Let’s now install the library using pip. In the terminal, type in the following command,
pip install poml requests
Create a new file app.py and paste the following code in the file,
from poml import poml
import requests
import json
#Load and render POML file
messages=poml("orders.poml",chat=True)
#Combine messages into a single prompt
full_prompt = "\n".join(
["\n".join(str(c).strip() for c in m["content"]) if isinstance(m.get("content"), list) else str(m["content"]).strip()
for m in messages if m.get("content")]
)
print("\n---Full Prompt---\n")
print(full_prompt)
#Send response to AI Toolkit Model
url = "http://127.0.0.1:5272/v1/chat/completions"
payload = json.dumps({
"model": "Phi-4-cpu-int4-rtn-block-32-acc-level-4",
"messages": [
{
"role": "user",
"content": full_prompt
}
],
"temperature": 0.7,
"top_p": 1,
"top_k": 10,
"max_tokens": 100,
"stream": False
})
headers = {
'Content-Type': 'application/json'
}
response = requests.request("POST", url, headers=headers, data=payload)
# To view the completions
print("\n---AI Toolkit Response---\n")
print(response.text)
print(response.json()['choices'][0]['message']['content'])
With the configurations complete, the setup can now be tested.
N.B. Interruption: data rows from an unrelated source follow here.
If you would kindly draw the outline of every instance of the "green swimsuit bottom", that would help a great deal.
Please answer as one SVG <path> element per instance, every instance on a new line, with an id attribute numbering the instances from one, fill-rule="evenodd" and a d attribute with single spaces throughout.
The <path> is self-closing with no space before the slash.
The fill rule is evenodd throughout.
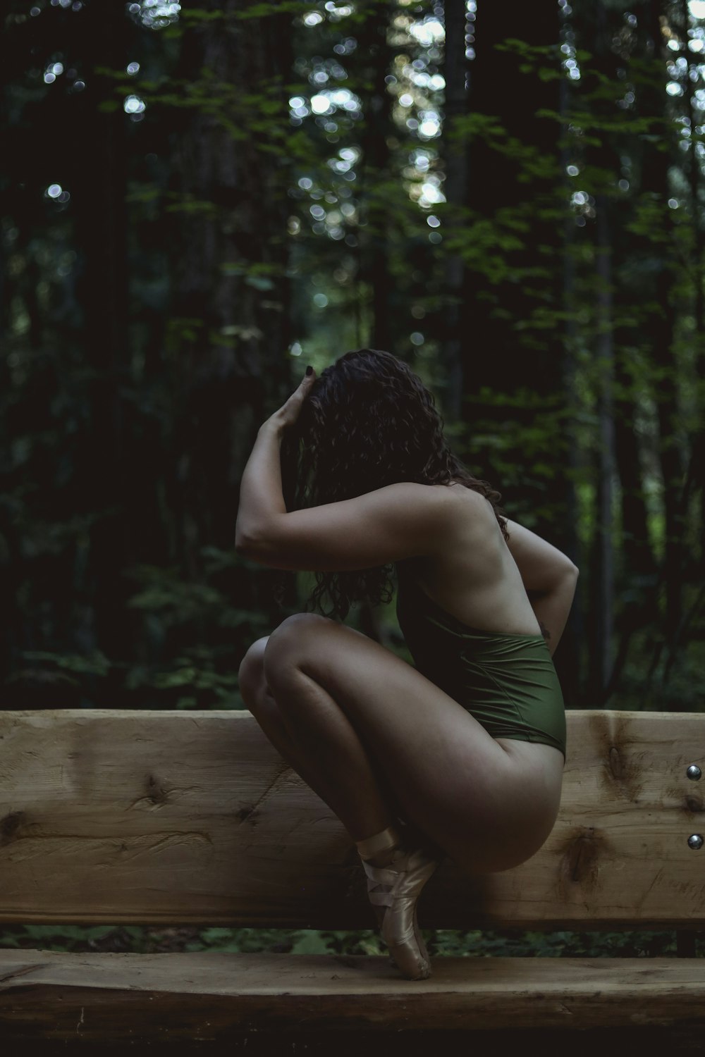
<path id="1" fill-rule="evenodd" d="M 565 707 L 541 635 L 477 631 L 400 574 L 396 616 L 418 670 L 493 738 L 533 741 L 565 758 Z"/>

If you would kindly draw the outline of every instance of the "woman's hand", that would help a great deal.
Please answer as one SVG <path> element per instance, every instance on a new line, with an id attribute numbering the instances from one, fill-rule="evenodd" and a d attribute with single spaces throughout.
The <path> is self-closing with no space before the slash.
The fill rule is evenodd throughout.
<path id="1" fill-rule="evenodd" d="M 311 392 L 315 381 L 316 372 L 313 367 L 307 367 L 307 373 L 298 389 L 294 390 L 286 403 L 278 411 L 275 411 L 268 421 L 278 426 L 279 429 L 289 429 L 293 426 L 301 412 L 303 402 Z"/>

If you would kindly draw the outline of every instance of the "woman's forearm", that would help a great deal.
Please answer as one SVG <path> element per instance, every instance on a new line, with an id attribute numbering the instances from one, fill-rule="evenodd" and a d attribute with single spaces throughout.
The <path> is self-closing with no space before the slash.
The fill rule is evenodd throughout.
<path id="1" fill-rule="evenodd" d="M 528 600 L 532 604 L 536 618 L 541 627 L 541 634 L 546 641 L 549 652 L 553 654 L 560 642 L 568 623 L 568 615 L 573 605 L 578 571 L 567 570 L 551 591 L 530 591 Z"/>
<path id="2" fill-rule="evenodd" d="M 272 415 L 257 433 L 240 484 L 235 526 L 236 550 L 247 554 L 262 539 L 273 521 L 286 513 L 281 492 L 281 438 L 283 426 Z"/>

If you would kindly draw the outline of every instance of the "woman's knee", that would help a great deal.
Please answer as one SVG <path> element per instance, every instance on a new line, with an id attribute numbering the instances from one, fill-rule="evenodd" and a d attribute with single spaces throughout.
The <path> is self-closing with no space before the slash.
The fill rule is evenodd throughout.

Clicking "RUN" will display the POML-based prompt in the terminal before it is sent to the Phi-4 model.
TerminalThe clarity of the prompt being sent to the language model is notable. This structured approach is understood to be the reason for POML's effectiveness in ensuring a better response, particularly when there is a need to impose order on a complex or lengthy prompting scenario like the one used for this Data chatbot.
POML: Completions
This is the model's response after being prompted with the POML file.
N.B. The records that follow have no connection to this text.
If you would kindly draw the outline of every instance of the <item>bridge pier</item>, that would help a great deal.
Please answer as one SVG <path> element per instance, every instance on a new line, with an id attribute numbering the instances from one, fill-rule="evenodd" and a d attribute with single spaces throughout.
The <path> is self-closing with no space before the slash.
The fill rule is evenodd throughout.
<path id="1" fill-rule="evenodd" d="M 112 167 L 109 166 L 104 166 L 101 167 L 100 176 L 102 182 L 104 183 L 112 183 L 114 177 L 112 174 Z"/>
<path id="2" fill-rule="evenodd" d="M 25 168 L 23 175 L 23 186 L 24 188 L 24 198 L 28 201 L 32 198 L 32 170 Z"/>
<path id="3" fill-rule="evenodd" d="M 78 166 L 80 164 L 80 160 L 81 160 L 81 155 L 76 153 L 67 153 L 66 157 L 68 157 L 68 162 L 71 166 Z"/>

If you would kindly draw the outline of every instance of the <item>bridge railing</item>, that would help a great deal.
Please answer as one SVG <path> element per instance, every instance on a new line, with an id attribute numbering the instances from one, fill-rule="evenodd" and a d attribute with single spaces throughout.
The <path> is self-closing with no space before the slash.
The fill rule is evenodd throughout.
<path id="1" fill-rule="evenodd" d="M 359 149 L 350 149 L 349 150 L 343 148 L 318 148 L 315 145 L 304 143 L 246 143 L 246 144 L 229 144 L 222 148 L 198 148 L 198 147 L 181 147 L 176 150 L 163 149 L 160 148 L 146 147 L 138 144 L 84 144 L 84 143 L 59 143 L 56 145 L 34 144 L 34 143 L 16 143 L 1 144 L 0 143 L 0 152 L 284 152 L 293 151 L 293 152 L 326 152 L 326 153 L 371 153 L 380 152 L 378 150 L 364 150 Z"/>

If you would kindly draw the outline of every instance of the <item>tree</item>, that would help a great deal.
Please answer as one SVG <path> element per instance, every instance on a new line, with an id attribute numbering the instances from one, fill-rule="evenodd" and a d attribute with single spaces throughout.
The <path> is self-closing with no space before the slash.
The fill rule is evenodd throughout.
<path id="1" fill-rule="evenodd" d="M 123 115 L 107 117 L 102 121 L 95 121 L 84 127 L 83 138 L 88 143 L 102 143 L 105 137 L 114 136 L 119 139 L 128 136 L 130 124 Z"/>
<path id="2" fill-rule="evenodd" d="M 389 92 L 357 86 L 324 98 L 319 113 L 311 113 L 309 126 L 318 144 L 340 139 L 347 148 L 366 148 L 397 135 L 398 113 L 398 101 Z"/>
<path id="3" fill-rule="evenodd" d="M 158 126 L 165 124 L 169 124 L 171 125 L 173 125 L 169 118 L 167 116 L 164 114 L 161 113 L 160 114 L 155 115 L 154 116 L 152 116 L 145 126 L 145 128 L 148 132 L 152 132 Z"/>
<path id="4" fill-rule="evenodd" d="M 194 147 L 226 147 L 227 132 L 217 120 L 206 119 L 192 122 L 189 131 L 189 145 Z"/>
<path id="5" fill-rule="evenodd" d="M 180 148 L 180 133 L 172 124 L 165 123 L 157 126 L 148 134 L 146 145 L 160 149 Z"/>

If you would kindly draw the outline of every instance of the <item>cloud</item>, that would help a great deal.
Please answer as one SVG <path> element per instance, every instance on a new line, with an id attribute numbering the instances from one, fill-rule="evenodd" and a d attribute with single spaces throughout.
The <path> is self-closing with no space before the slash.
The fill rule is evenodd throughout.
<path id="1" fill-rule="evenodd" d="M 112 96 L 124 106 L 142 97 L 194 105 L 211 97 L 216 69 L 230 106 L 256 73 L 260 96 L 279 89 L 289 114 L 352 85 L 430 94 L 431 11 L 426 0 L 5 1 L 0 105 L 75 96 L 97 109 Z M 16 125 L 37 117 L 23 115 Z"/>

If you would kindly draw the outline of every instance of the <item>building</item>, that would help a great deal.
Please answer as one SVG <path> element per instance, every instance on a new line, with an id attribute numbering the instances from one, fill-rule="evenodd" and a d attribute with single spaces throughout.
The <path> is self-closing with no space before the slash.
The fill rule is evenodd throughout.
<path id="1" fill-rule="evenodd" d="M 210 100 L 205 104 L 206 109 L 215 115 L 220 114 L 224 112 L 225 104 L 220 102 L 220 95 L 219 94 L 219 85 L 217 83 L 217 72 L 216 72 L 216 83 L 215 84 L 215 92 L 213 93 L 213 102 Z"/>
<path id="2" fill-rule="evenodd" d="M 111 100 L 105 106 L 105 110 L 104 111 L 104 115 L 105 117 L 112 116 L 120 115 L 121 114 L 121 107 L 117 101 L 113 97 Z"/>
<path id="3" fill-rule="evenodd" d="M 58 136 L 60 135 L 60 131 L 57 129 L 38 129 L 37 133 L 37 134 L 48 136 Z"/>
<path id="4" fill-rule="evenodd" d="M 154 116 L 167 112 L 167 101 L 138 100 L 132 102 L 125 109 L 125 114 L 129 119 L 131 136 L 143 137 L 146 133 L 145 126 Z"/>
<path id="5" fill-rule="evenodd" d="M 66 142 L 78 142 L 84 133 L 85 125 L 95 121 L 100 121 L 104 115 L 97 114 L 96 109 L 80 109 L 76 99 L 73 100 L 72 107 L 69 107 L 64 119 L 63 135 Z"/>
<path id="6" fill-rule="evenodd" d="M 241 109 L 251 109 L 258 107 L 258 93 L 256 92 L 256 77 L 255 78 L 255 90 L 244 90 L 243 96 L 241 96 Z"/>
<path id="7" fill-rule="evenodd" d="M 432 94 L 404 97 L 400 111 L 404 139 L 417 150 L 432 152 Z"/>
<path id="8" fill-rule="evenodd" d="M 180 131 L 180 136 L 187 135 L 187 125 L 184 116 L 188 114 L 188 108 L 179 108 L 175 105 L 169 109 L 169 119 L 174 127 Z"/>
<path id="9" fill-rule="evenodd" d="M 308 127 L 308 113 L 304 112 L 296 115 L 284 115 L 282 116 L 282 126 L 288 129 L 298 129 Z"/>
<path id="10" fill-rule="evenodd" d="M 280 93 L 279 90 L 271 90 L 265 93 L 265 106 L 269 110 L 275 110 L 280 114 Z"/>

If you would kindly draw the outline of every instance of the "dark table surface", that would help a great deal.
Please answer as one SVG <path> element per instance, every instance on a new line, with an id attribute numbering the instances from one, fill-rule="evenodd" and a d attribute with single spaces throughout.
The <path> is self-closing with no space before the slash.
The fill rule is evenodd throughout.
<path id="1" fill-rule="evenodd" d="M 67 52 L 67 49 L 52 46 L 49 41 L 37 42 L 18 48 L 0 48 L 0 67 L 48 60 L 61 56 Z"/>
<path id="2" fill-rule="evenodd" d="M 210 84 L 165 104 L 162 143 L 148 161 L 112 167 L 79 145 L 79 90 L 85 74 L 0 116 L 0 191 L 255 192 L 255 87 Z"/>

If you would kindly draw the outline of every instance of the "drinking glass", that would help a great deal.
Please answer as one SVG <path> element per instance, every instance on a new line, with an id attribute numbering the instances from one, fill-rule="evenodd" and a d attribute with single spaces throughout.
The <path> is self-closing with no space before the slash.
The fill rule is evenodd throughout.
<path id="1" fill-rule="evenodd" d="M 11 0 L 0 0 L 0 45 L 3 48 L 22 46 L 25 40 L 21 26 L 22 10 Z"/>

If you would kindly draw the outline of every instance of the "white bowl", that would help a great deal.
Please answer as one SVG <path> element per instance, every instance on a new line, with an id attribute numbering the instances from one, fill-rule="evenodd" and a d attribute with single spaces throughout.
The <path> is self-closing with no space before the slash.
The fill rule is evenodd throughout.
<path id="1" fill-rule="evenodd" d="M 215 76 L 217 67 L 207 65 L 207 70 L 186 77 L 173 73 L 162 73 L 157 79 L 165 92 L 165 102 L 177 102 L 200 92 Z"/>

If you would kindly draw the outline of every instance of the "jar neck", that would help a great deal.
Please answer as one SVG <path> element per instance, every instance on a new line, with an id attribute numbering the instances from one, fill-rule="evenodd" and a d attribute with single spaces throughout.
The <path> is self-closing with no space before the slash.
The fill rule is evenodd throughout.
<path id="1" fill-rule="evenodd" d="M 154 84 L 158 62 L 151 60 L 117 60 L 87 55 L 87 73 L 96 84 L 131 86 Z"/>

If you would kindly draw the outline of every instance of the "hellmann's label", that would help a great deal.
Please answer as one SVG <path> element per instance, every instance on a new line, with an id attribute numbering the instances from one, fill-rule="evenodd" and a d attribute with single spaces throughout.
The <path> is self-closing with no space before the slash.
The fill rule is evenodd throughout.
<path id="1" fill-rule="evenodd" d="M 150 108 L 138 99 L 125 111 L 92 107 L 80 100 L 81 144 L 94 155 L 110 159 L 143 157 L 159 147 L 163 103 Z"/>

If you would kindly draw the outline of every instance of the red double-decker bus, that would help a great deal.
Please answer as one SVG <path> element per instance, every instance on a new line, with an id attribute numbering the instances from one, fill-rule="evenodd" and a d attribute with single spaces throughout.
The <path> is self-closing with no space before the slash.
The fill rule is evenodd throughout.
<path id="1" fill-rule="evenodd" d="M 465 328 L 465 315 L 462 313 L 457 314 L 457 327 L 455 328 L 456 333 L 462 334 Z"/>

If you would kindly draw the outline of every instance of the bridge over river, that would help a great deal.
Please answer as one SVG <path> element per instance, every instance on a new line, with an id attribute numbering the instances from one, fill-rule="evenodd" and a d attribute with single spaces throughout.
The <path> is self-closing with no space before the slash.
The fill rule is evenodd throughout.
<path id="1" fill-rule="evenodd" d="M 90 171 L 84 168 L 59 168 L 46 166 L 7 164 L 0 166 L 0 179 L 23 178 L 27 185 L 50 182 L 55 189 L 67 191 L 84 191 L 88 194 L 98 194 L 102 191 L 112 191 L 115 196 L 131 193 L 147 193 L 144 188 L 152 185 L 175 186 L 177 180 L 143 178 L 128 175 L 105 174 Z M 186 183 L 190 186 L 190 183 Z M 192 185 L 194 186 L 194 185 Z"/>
The output demonstrates how the structured prompt successfully instructed the model to extract and organize data from a CSV file. This demonstrates POML's effectiveness in guiding the language model to perform specific, data-driven tasks accurately.Unlike XML or JSON, which require dedicated code for parsing, POML handles the parsing automatically. This allows one to focus on the prompt's content rather than the underlying data structure.
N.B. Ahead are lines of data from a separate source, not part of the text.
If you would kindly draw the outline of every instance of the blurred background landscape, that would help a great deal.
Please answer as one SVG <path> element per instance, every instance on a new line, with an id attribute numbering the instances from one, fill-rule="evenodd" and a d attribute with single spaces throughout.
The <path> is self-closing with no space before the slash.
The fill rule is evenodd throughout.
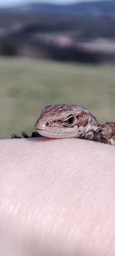
<path id="1" fill-rule="evenodd" d="M 0 138 L 42 108 L 79 105 L 115 122 L 115 0 L 0 3 Z"/>

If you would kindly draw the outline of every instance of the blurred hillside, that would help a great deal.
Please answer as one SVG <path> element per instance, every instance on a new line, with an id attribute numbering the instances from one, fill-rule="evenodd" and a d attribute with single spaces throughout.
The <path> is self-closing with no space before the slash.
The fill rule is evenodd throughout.
<path id="1" fill-rule="evenodd" d="M 1 8 L 0 13 L 31 14 L 38 13 L 58 14 L 71 15 L 115 17 L 115 0 L 81 2 L 59 5 L 39 3 L 23 4 L 18 7 Z"/>
<path id="2" fill-rule="evenodd" d="M 0 55 L 114 64 L 115 0 L 1 8 Z"/>

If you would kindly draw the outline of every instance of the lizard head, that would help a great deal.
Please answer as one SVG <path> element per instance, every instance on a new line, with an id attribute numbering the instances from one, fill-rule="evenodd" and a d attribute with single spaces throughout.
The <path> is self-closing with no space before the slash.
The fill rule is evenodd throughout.
<path id="1" fill-rule="evenodd" d="M 41 135 L 49 138 L 80 138 L 96 129 L 98 122 L 87 110 L 76 105 L 58 104 L 45 107 L 35 124 Z"/>

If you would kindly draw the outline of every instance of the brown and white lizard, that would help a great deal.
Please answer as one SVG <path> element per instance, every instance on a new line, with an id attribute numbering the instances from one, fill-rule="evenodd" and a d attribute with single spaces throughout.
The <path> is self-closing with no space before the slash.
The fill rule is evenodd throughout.
<path id="1" fill-rule="evenodd" d="M 36 132 L 30 137 L 75 138 L 115 145 L 115 123 L 101 125 L 87 109 L 76 105 L 57 104 L 45 107 L 35 124 Z M 13 134 L 11 138 L 21 137 Z"/>

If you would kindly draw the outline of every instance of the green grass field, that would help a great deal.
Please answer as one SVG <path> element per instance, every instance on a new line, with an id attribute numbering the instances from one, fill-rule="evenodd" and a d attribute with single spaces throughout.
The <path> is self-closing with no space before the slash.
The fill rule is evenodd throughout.
<path id="1" fill-rule="evenodd" d="M 45 106 L 83 106 L 101 123 L 115 122 L 114 66 L 0 59 L 0 138 L 30 134 Z"/>

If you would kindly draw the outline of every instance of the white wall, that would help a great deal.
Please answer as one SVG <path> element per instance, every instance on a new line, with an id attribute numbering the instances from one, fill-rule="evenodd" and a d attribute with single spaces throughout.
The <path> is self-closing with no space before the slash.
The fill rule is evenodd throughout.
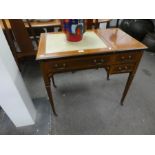
<path id="1" fill-rule="evenodd" d="M 35 123 L 36 110 L 1 27 L 0 105 L 17 127 Z"/>

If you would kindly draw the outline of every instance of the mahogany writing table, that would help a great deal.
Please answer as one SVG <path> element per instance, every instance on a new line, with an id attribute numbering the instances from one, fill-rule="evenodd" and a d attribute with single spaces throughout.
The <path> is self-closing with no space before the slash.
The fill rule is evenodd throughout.
<path id="1" fill-rule="evenodd" d="M 36 59 L 40 61 L 45 87 L 49 96 L 53 113 L 55 115 L 57 114 L 52 99 L 50 78 L 52 78 L 55 86 L 53 75 L 62 72 L 105 68 L 107 71 L 107 79 L 111 74 L 129 73 L 129 77 L 121 98 L 121 105 L 123 105 L 123 101 L 127 95 L 141 60 L 143 50 L 147 47 L 118 28 L 106 30 L 98 29 L 92 30 L 91 32 L 94 32 L 96 36 L 103 42 L 103 47 L 95 47 L 92 49 L 89 47 L 87 49 L 88 45 L 85 44 L 83 49 L 80 48 L 75 50 L 73 48 L 73 50 L 67 51 L 67 48 L 65 49 L 62 47 L 62 42 L 57 41 L 56 44 L 60 45 L 59 47 L 61 47 L 59 50 L 62 50 L 57 52 L 54 50 L 52 51 L 52 46 L 57 45 L 54 44 L 54 40 L 53 42 L 51 40 L 50 52 L 50 49 L 47 50 L 47 46 L 50 46 L 49 43 L 49 45 L 47 45 L 47 36 L 49 33 L 41 34 Z M 63 34 L 63 32 L 50 33 L 51 36 L 52 34 L 54 36 L 54 34 Z"/>

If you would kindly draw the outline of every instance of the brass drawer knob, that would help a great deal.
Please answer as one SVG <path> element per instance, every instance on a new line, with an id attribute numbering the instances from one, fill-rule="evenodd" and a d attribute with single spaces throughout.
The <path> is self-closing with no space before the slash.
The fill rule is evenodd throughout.
<path id="1" fill-rule="evenodd" d="M 129 59 L 131 59 L 132 58 L 132 56 L 131 55 L 129 55 Z"/>
<path id="2" fill-rule="evenodd" d="M 118 67 L 118 69 L 119 69 L 119 70 L 122 70 L 122 68 L 121 68 L 121 67 Z"/>
<path id="3" fill-rule="evenodd" d="M 124 56 L 122 56 L 122 57 L 121 57 L 121 59 L 122 59 L 122 60 L 124 60 L 124 59 L 125 59 L 125 57 L 124 57 Z"/>
<path id="4" fill-rule="evenodd" d="M 55 64 L 54 66 L 55 66 L 55 67 L 58 67 L 58 64 Z"/>

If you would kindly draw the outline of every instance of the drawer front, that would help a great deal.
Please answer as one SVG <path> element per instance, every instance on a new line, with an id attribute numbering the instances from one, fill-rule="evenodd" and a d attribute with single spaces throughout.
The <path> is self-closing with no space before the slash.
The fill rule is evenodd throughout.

This has demonstrated the shift from simple conversational prompts to a more programmatic approach to interacting with language models. POML provides the essential structure required to manage complex scenarios, ensuring models like Phi-4 hosted on an on-premise scenario like we did here with AI toolkit can handle tasks like data extraction with remarkable clarity and precision. This method offers a robust path forward for developing more reliable and sophisticated LLM applications.
The full code for this project is available on AI_Toolkit_Samples GitHub repository.
In our upcoming series of posts, these concepts will be expanded upon as we delve into creating agentic workflows. By leveraging POML, these agents can be given clear, hierarchical instructions, enabling them to make decisions, execute tasks, and interact with various tools in a reliable manner.